These last few weeks have seen important steps forward in how we address the challenge to build a more just world, a world in which we recognize, as Archbishop Tutu said, that our humanity is defined by our recognition of the humanity of others: “a person is a person through other persons.”
At the United Nations, Mililani Trask expressed the urgent need to recognize the rights of indigenous people as we plan for economic development. Too often their rights as stakeholders and owners of natural resources have been overlooked or shunted aside in the march of progress as defined by rich nations and powerful corporations. The Catholic church can help by repudiating the Doctrine of Discovery as some churches have already done.
At the Synod, Catholic bishops seem to be demonstrating a new attentiveness. The bishops have been confined for too long to the all-male world of ceremony and doctrine. They have often seemed to be closer to the circles of power than to the real world of ordinary people in all their diversity and brokenness, the world of the poor and the powerless. Under Pope Francis, the Synod seems to be moving towards recognizing the people who have been marginalized, people for whom grace and blessing have not been forthcoming from the church.

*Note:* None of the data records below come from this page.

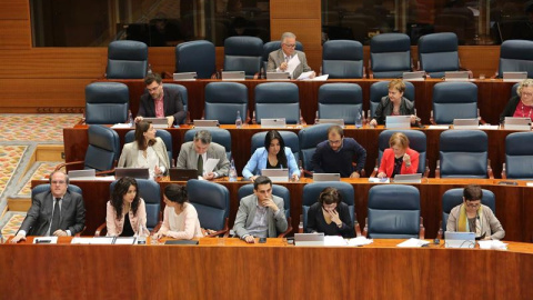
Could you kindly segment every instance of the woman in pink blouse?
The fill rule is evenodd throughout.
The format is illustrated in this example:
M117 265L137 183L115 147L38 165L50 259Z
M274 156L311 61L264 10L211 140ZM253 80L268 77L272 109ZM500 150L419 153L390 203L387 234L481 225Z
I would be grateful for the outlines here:
M202 229L198 220L198 213L194 207L189 203L187 189L179 184L169 184L164 188L163 199L164 208L163 224L155 239L169 237L180 240L191 240L202 238Z

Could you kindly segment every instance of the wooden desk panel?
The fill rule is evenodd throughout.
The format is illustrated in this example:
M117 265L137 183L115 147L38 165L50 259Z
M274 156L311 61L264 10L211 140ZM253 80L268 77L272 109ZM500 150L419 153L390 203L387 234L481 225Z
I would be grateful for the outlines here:
M393 248L398 242L375 240L361 248L1 244L0 289L10 299L533 297L531 244L491 251ZM114 287L118 278L130 283ZM466 284L472 278L475 284Z
M365 224L368 216L368 193L370 188L376 183L369 183L368 179L346 179L343 180L352 184L355 194L355 212L361 229ZM237 211L239 208L238 191L250 181L218 181L228 188L230 192L230 228L233 227ZM291 194L291 217L293 232L298 230L300 214L302 213L302 196L303 187L312 182L304 179L300 182L278 183L289 189ZM497 180L489 179L429 179L420 184L412 184L420 191L421 216L424 218L425 237L435 238L440 228L442 218L442 194L453 188L464 188L466 184L476 183L483 189L494 192L496 198L496 217L502 222L505 230L505 240L510 241L532 241L533 238L533 220L529 218L533 213L533 189L525 187L524 182L520 182L517 187L499 186ZM32 186L46 183L46 181L32 181ZM86 234L93 234L98 226L105 221L105 203L110 198L109 184L104 181L73 181L83 191L86 201ZM170 181L161 181L161 192ZM185 182L175 182L184 184ZM161 200L161 208L164 203Z
M130 107L131 111L137 114L139 110L140 97L144 91L142 80L113 80L115 82L125 83L130 89ZM378 79L332 79L328 81L291 81L299 87L300 90L300 108L304 120L311 124L314 123L315 112L318 110L319 88L325 83L358 83L363 90L363 109L370 109L370 86L378 82ZM210 82L220 82L220 80L195 80L195 81L172 81L164 80L164 83L178 83L187 88L189 94L189 111L191 119L200 119L203 113L203 103L205 99L204 89ZM250 117L254 110L254 88L258 84L271 82L266 80L245 80L238 81L248 88L249 92L249 112ZM425 81L412 81L415 89L415 107L418 116L423 123L430 122L430 112L432 110L433 86L443 82L441 79L428 79ZM502 80L484 79L472 80L477 86L477 102L483 119L496 124L500 120L500 113L503 111L505 103L511 98L511 88L513 82L503 82Z

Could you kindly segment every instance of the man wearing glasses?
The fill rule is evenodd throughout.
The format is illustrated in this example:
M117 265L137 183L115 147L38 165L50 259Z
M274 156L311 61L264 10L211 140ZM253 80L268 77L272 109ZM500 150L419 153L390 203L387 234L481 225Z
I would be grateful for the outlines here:
M272 51L269 54L269 64L266 72L288 72L294 64L294 70L291 73L292 79L298 79L302 72L312 71L308 66L305 53L296 49L296 36L292 32L281 34L281 49ZM314 78L314 72L309 78Z
M86 227L83 197L68 190L69 177L62 171L50 174L50 191L33 194L31 207L11 242L26 236L74 236Z
M163 87L161 76L148 74L144 78L148 93L141 96L135 123L147 118L167 118L169 127L181 124L185 120L181 93Z
M352 161L356 160L355 167ZM311 163L315 173L340 173L359 178L366 161L366 150L352 138L344 138L340 126L328 129L328 140L316 146Z

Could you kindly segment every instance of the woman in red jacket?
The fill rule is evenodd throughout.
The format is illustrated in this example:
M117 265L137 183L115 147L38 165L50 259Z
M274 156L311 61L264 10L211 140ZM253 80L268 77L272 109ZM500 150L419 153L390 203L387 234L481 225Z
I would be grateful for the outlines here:
M392 134L389 140L391 148L383 152L379 178L393 178L395 174L414 174L419 169L419 152L409 148L409 139L402 132Z

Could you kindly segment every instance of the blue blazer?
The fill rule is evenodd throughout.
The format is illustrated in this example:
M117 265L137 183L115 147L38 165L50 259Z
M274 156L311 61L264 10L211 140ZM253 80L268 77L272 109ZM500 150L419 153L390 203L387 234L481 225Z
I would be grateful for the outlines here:
M289 147L285 147L285 157L286 163L289 164L289 174L292 177L293 174L298 174L300 177L300 170L298 169L296 160L294 159L294 154L292 154L292 150ZM261 170L266 169L266 159L269 158L269 151L264 148L258 148L255 152L253 152L252 158L248 161L247 166L242 170L242 176L245 179L250 179L250 177L254 174L261 174ZM283 166L286 168L286 166Z

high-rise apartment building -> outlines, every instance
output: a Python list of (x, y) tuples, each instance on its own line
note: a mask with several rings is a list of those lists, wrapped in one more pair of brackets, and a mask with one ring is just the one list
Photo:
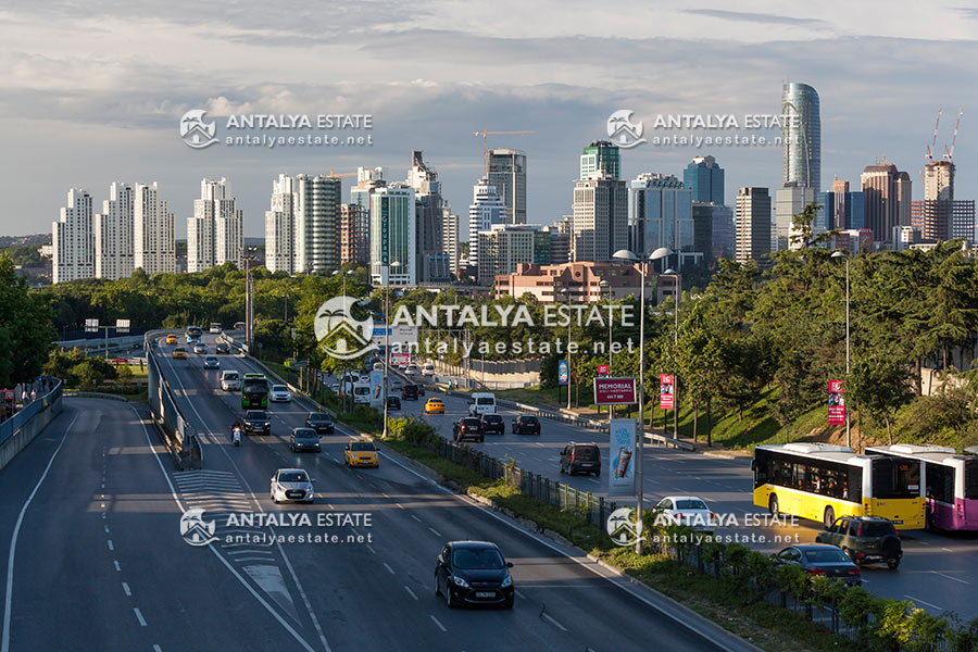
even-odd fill
[(781, 186), (822, 190), (822, 110), (807, 84), (785, 84), (781, 95)]
[(526, 153), (497, 148), (487, 153), (489, 185), (506, 206), (505, 224), (526, 224)]
[(62, 206), (58, 221), (51, 223), (51, 272), (55, 284), (95, 276), (95, 238), (88, 190), (68, 190), (67, 205)]
[(133, 265), (133, 186), (114, 183), (95, 216), (96, 278), (128, 278)]
[(176, 272), (173, 213), (155, 181), (133, 190), (133, 265), (150, 275)]

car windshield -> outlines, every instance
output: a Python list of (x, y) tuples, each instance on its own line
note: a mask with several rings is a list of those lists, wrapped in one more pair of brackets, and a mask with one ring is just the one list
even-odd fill
[(502, 568), (502, 555), (494, 548), (456, 548), (452, 551), (455, 568)]
[(811, 564), (827, 564), (849, 562), (850, 559), (838, 548), (818, 548), (805, 551), (805, 557)]

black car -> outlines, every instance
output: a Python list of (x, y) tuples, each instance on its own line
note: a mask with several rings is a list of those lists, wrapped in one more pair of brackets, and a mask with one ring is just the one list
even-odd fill
[(540, 419), (528, 414), (513, 417), (513, 435), (539, 435)]
[(319, 452), (319, 434), (312, 428), (292, 428), (289, 435), (289, 450)]
[(505, 435), (506, 424), (498, 414), (484, 414), (482, 432), (486, 435)]
[(779, 565), (801, 566), (808, 575), (823, 575), (851, 585), (862, 584), (860, 567), (835, 546), (826, 543), (790, 546), (775, 555), (775, 562)]
[(336, 431), (333, 417), (325, 412), (310, 412), (305, 417), (305, 427), (312, 428), (319, 435), (333, 435)]
[(597, 443), (574, 443), (561, 451), (561, 473), (593, 473), (601, 475), (601, 449)]
[(249, 410), (241, 419), (246, 432), (272, 434), (272, 419), (264, 410)]
[(443, 595), (449, 609), (464, 604), (513, 607), (512, 562), (496, 543), (449, 541), (435, 566), (435, 594)]
[(486, 434), (482, 431), (482, 419), (477, 416), (463, 416), (452, 426), (452, 439), (459, 442), (474, 439), (482, 443), (486, 441)]

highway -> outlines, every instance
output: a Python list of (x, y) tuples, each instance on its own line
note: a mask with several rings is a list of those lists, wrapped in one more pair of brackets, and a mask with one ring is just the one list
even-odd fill
[[(213, 346), (213, 340), (210, 340)], [(298, 403), (278, 404), (271, 436), (235, 448), (240, 394), (217, 387), (202, 358), (159, 361), (198, 428), (205, 468), (176, 472), (143, 406), (66, 399), (65, 410), (0, 472), (0, 559), (8, 650), (749, 650), (715, 626), (637, 589), (464, 497), (383, 456), (341, 463), (348, 435), (323, 452), (288, 451)], [(237, 356), (223, 368), (252, 371)], [(269, 477), (298, 466), (313, 505), (274, 505)], [(180, 515), (204, 509), (215, 542), (189, 546)], [(229, 513), (371, 515), (338, 542), (249, 542), (309, 528), (227, 525)], [(315, 518), (313, 518), (315, 523)], [(311, 529), (315, 530), (313, 526)], [(315, 534), (315, 532), (313, 532)], [(360, 537), (349, 541), (347, 537)], [(231, 538), (228, 539), (227, 537)], [(235, 539), (238, 536), (240, 538)], [(516, 604), (449, 610), (435, 556), (452, 539), (497, 542), (515, 566)]]

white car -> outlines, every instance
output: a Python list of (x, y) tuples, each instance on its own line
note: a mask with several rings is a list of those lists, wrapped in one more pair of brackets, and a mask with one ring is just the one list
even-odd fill
[(685, 525), (700, 532), (712, 534), (717, 527), (716, 514), (698, 496), (666, 496), (655, 505), (668, 523)]
[(312, 479), (302, 468), (279, 468), (272, 476), (272, 502), (305, 502), (315, 498)]
[(268, 400), (273, 403), (288, 403), (292, 400), (292, 392), (285, 385), (273, 385), (268, 390)]

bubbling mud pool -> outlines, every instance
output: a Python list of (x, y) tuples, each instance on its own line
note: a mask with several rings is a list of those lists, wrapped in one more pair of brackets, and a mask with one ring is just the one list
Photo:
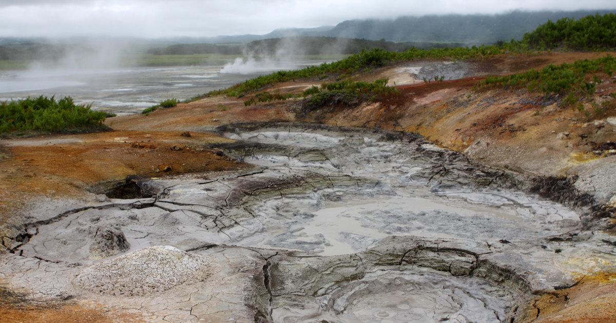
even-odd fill
[[(183, 321), (382, 323), (505, 322), (525, 295), (574, 281), (562, 262), (570, 252), (553, 238), (580, 232), (580, 215), (513, 188), (502, 171), (410, 134), (306, 124), (218, 130), (238, 141), (216, 148), (253, 169), (139, 181), (151, 198), (47, 205), (14, 239), (3, 279), (34, 298), (95, 295), (79, 287), (96, 285), (84, 269), (168, 245), (217, 268), (182, 283), (196, 286), (188, 297), (192, 287), (164, 290), (164, 306), (177, 302)], [(208, 309), (186, 309), (199, 304)], [(139, 311), (158, 322), (160, 306)], [(209, 309), (221, 306), (229, 309)]]

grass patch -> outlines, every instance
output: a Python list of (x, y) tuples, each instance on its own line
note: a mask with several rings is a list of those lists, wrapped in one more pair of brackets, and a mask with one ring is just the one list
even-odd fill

Are we perhaps really inching closer to the boundless generosity of Christ? This Synod appears finally to be grappling–as ordinary Catholics do daily–with the real complexity of a world in which people struggle to make their way through life by the light of their conscience, nurturing families in all their fragility, their beauty and their diversity. Ordinary families, couples of every persuasion, don’t order their lives by the observance of stately ceremonies frozen in time. They try to survive the unpredictable realities of the moment as best they can, dealing with whatever cards they are handed. It is indeed good news if the church can be counted on to understand the lived experience of people, to offer strength, a rock of stability against which people might rest, not a rock rolled against the door to keep some out.
The Nobel Peace Prize this year also reflected unfinished business with regard to ending child labor and ensuring all children have the opportunity to be children and get an education. Child labor activist Kailash Satyarthi’s response to news of winning the Nobel Prize was to tweet a vow “Won’t rest until child labor is eliminated.” Fellow Nobel prize winner,Malala Yousafzai addresses another dimension of that challenge–making sure girls get the same opportunities as boys with regard to being free to go to school and get an education. The main reason children are exploited and girls suffer the kind of discrimination they do is the abuse of power by adults, whether they are religion-wielding tribal leaders in Africa, caste or culture champions in India and Pakistan or cynical politicians in the United States who have cut education spending rather than raise taxes.
Bishop Challenges Lawmakers on Selective Pro-Life Stance
About four months ago, Bishop John Wester challenged Utah lawmakers to live their pro-life beliefs by expanding Medicaid. The Salt Lake Tribune reported on his commentary published in a weekly diocesan newspaper: “Legislative recalcitrance might be of little concern if there weren’t thousands of Utahns suffering in the meantime. Whatever games legislators want to play, they are doing so with people’s lives,” Wester wrote. “Republican leadership in the Legislature refuses to accept the realities, the facts, the numbers, and asks for more studies. In essence, leadership is holding its breath until it gets its way.” It would be good to see the Bishops rally more forcefully around efforts to circumvent the recalcitrance of so-called Catholic governors like Bobby Jindal who deny the people of their state the desperately needed coverage Medicaid would provide.
As more Bishops feel empowered to move in the direction of Pope Francis, perhaps we have reason to hope that they will demonstrate recognition of the complexity of people’s lives and be better able to respond to that reality as Christ would.